For similar reasons to those set out in para 7.3c above offices occupied by a Preservation Trust should not be regarded as exempt. Moreover, the Preservation Trust may be a separate legal entity and in these circumstances it will be necessary to examine the relationship of the Preservation trust with that of the organisation responsible for the conduct of public religious worship in that place See para 7.2 above.
In the case of church premises where the church retains control of the car boot sale exemption under para 11 Sch 5 LGFA 1988 will continue to apply - see Liverpool RC Archdiocesan Trustees Incorporated v Mackay (VO) 1980/RA/90.
Churchyards forming part of the same hereditament as a church will qualify for the same exemption as the qualifying church. However burial grounds located some distance away from the incumbent responsible for a place of religious worship will not qualify for exemption and will be rateable. Although prayers may be said at graveside services they cannot be considered places of public religious worship.

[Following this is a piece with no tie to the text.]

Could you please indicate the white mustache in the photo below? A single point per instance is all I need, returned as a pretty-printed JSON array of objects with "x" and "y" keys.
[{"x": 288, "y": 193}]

Religious training centres do not qualify for exemption on religious grounds. Whilst religious activity may be practised at the centre, the exemption only applies to places of public religious worship, or premises associated with administrative or other activities relating to the conduct of religious worship at that place.
As such training centres are not directly in control of places of public religious worship, they fail first limb of the test in paragraph 11(2).

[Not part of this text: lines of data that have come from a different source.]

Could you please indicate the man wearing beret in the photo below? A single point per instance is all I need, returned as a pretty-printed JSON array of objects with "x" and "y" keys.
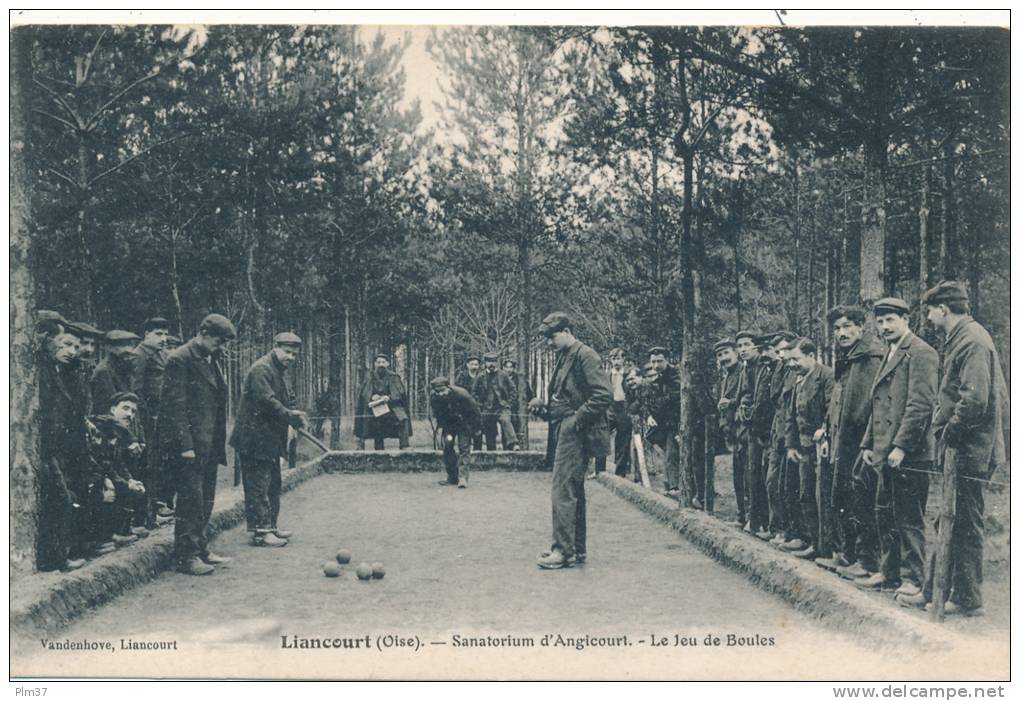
[
  {"x": 192, "y": 431},
  {"x": 90, "y": 338},
  {"x": 898, "y": 444},
  {"x": 147, "y": 383},
  {"x": 858, "y": 357},
  {"x": 259, "y": 438},
  {"x": 495, "y": 392},
  {"x": 579, "y": 397},
  {"x": 465, "y": 380},
  {"x": 381, "y": 410},
  {"x": 970, "y": 423},
  {"x": 113, "y": 373},
  {"x": 781, "y": 476},
  {"x": 459, "y": 419}
]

The first limb of paragraph 11(2) requires that a hereditament will be exempt only to the extent that it is occupied by an organisation responsible for the conduct of public religious worship in a place falling within sub-paragraph (1)(a). Sub-paragraph 11(1)(a) provides that a hereditament is exempt to the extent that it consists of any of the following:
“(a) a place of public religious worship which belongs to the Church of England or the Church in Wales (within the meaning of the Welsh Church Act 1914) or is for the time being certified as required by law as a place of religious worship;”

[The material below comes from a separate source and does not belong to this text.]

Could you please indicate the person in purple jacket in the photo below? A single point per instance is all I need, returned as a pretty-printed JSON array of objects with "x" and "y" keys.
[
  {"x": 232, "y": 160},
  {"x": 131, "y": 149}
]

In the Court of Appeal decision in the Gallagher case, Neuberger LJ stated:
“I simply cannot accept that the training of missionaries can possibly fall within the expression “activities relating to the organisation of the conduct of public religious worship”. As Mr Bartlett said, although “as part of their training the missionaries are instructed in the conduct of chapel services, this is not the primary purpose of their training; and in any event that part of the training is an activity that appears to relate not to the organisation of the conduct of services but of the conduct itself”.
In the House of Lords decision, Lord Hope of Craighead stated the following:
“The problem for the appellant does not lie in satisfying the opening words of para 11(2). It plainly is an organisation responsible for the conduct of public religious worship in the Stake Centre. But it needs to satisfy subparagraph 2(a) if it is to obtain the exemption. The mere fact that there are links between what happens in these buildings and what happens in the Stake Centre, as Mr Sumption suggested, will not suffice. To be within this subparagraph, the use must be for administrative or other activities relating to “the organisation of the conduct” of public religious worship there. This cannot be said to be so in the case of the Missionary Training Centre. As the President put it, the missionaries are instructed as part of their training in the conduct of chapel services. But this is not the primary purpose of their training. In any event this is an activity which relates to how services in general are conducted, not to the organisation of the conduct of services in the Stake Centre or any other building that the appellant uses for public religious worship.”
Consequently all religious training centres regardless of denomination will liable to a non-domestic rating list entry.